The World Checklist of Monocotyledons lists Musa sumatrana Becc., Ill. Hort. 27: 37 (1880) as an accepted name.

Section  
Distribution  
Description  
References Baker 1893 : 219, Cheesman 1948b : 25, Graf Exotica, Griffiths 1994, Hotta 1989 : 70, Huxley 1992, Moore 1957 : 189, RHS 1956, Ricker 1937, Ridley 1926 : 90.
Comments I can find no reference to "Cat. Hort. Flor. II : 4" cited by Baker 1893.

I am not sure whether Beccari described his plant but it is pictured in L'Illustration Horticole in 1880. This shows "a young plant with the purple-barred leaves of the extremely pigmented form of M. zebrina (Cheesman 1948b). Baker's 1893 and Ridley's 1926 treatments of M. sumatrana are very confusing. Baker seems to conflate a description of dubious material from India and puts the plant in section Rhodochlamys. Ridley's description of the floral characters is muddled and at odds with the herbarium specimen he purports to describe.

Cheesman, concluded his comments on the plant merely by wondering whether " "M. sumatrana" in the literature covers one, two or three plants".

That Cheesman came to no firm conclusion on Musa sumatrana is presumably the cause of continuing confusion in the horticultural literature. Moore in 1957 did not know what to do with it and hoped that "a recent discovery of bananas on Sumatra may soon provide the final evidence for the disposition of this species". I am not sure to whose work he was referring. It isn't Simmonds. In 1954 - 55 Simmonds undertook an extensive banana collecting expedition but did not visit Indonesia. In his 1956 paper reporting the botanical results of his expedition Simmonds defined 5 Musa acuminata subspecies and speculated about the existence of 4 or 5 more. But Simmonds made no mention of M. sumatrana and its likely position in that pantheon.  Two subspecies of Musa acuminata are known to occur in Sumatra, subsp. malaccensis and subsp. zebrina.  I do not know how Nasution's var. sumatrana is distinguished.

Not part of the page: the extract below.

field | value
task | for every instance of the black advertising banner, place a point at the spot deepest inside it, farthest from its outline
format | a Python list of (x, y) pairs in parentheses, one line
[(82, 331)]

Recent RHS publications continue the tradition of confusion started by Baker. This plant is not in Huxley 1992 but in Griffiths 1994 is given as the 'Blood Banana'. Griffiths seems to give Musa acuminata 'Sumatrana' (implying a cultivar) as the correct name of Musa zebrina van Houtte ex Planchon. However, he gives no cross reference under Musa acuminata to Musa acuminata 'Sumatrana' but only to Musa sumatrana which he writes is possibly included under Musa acuminata.

Whatever its name, this is a very desirable plant from a horticultural viewpoint. It may well have been introduced into cultivation on a number of occasions, each time a slightly different form being introduced.

According to Graf Exotica Musa sumatrana (from Sumatra) is a smaller and more cold-tolerant plant than Musa zebrina (from Java).

A number of horticultural 'forms' of some of the subspecies seem to be in cultivation. These tend to be given different names by different nurseries or different literature e.g. 'Sumatrana', 'Zebrina', 'Rubra' and 'Rojo'. The names are used sometimes as if they were species names. This is wrong. The names are used sometimes as if they were cultivar names. This is also probably wrong in a formal sense because most are probably referable to Musa acuminata subsp. zebrina. However, some plants may indeed be distinct selections worthy of cultivar status. Unless and until someone collects all the cultivated 'forms' together in one place and evaluates them side-by-side it is likely not to be possible to determine their true individual status.